THIS IS A RUSH TRANSCRIPT. THIS COPY MAY NOT BE IN ITS FINAL FORM AND MAY BE UPDATED.
CAROL COSTELLO, CNN ANCHOR: The United States focuses on eliminating terrorists linked to al Qaeda. It appears the Philippines will be the next battle front.
CNN's Maria Ressa explains why things may be different in the next war zone.
(BEGIN VIDEOTAPE)
MARIA RESSA, CNN CORRESPONDENT: This Muslim neighborhood in Zamboanga is one of the Philippines poorest, no electricity, no running water.

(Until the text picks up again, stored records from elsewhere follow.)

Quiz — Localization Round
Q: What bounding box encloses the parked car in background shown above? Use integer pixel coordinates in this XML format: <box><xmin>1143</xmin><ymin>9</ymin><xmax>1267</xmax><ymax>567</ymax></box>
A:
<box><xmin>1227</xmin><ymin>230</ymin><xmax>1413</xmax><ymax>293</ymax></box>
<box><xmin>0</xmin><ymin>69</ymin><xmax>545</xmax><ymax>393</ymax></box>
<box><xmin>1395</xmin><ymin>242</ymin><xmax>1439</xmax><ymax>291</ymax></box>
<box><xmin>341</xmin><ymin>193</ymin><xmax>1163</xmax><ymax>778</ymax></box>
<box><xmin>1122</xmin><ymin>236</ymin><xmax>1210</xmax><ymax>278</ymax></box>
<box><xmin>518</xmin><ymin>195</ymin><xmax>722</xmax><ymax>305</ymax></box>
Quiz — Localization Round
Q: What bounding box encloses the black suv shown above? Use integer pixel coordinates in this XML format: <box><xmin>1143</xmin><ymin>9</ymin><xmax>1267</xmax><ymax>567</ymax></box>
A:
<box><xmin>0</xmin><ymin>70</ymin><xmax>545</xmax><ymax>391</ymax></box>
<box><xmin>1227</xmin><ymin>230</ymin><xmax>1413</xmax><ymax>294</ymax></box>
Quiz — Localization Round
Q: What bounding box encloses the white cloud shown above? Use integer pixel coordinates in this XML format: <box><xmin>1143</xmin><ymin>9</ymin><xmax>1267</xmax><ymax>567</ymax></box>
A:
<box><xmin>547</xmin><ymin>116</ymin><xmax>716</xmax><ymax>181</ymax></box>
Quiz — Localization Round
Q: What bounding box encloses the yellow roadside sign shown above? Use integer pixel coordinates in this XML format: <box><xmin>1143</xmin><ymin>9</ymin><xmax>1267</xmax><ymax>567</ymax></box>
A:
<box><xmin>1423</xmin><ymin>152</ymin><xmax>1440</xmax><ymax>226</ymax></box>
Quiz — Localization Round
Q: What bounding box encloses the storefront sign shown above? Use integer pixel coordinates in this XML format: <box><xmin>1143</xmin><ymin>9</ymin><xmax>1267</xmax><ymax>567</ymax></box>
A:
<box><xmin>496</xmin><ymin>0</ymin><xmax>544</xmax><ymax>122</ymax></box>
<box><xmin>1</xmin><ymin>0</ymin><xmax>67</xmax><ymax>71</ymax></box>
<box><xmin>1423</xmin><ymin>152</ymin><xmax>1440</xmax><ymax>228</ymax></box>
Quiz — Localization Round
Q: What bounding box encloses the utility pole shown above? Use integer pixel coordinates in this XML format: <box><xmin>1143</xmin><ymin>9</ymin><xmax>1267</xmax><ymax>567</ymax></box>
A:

People wait in line to pay for drinking water with money that could buy food for people like Kulma. She can't read. She can't write. She doesn't even know how old she is. She earns about $10 a month weaving these mats, not enough to feed her mother and children.
KULMA (through translator): I borrow from the store. If no one wants to lend us money, we don't eat. Sometimes people give us food.
RESSA: Her whole family eats and sleeps in this room. Like most of her neighbors, the family's latrine empties directly into the sea, which is also where they get water to wash and bathe.
Not surprisingly, most in this Muslim neighborhood sympathize with the Abu Sayyaf, who they see as men who pick up the gun in order to help their family survive. The government calls them terrorists.
GLORIA MACAPAGAL ARROYO, PRESIDENT OF THE PHILIPPINES: Although it's evil that causes terrorism. Terrorism can find its mass base among the poor. So they are linked with each other and the fight against one is also the fight against the other.
RESSA: Complicating that fight is the near breakdown of law and order. In Basilan those who can afford it carry a gun including this parish priest who says it's necessary for protection. This man looks like a soldier -- he's not, but he is part of another mass security team.
These are the conditions hundreds of U.S. soldiers will be walking into. A potentially protracted guerrilla war among sympathizers who have little to lose. Kulma has no idea American troops are coming. She doesn't even know who the president of the country is.
President Arroyo says her first goal is to wipe out the Abu Sayyaf. Once terrorism stops, she says then she can begin to work on development. But like the chicken or the egg, the question is will terrorism survive if it didn't find such easy breeding grounds.
Maria Ressa, CNN, Zamboanga City, the Philippines.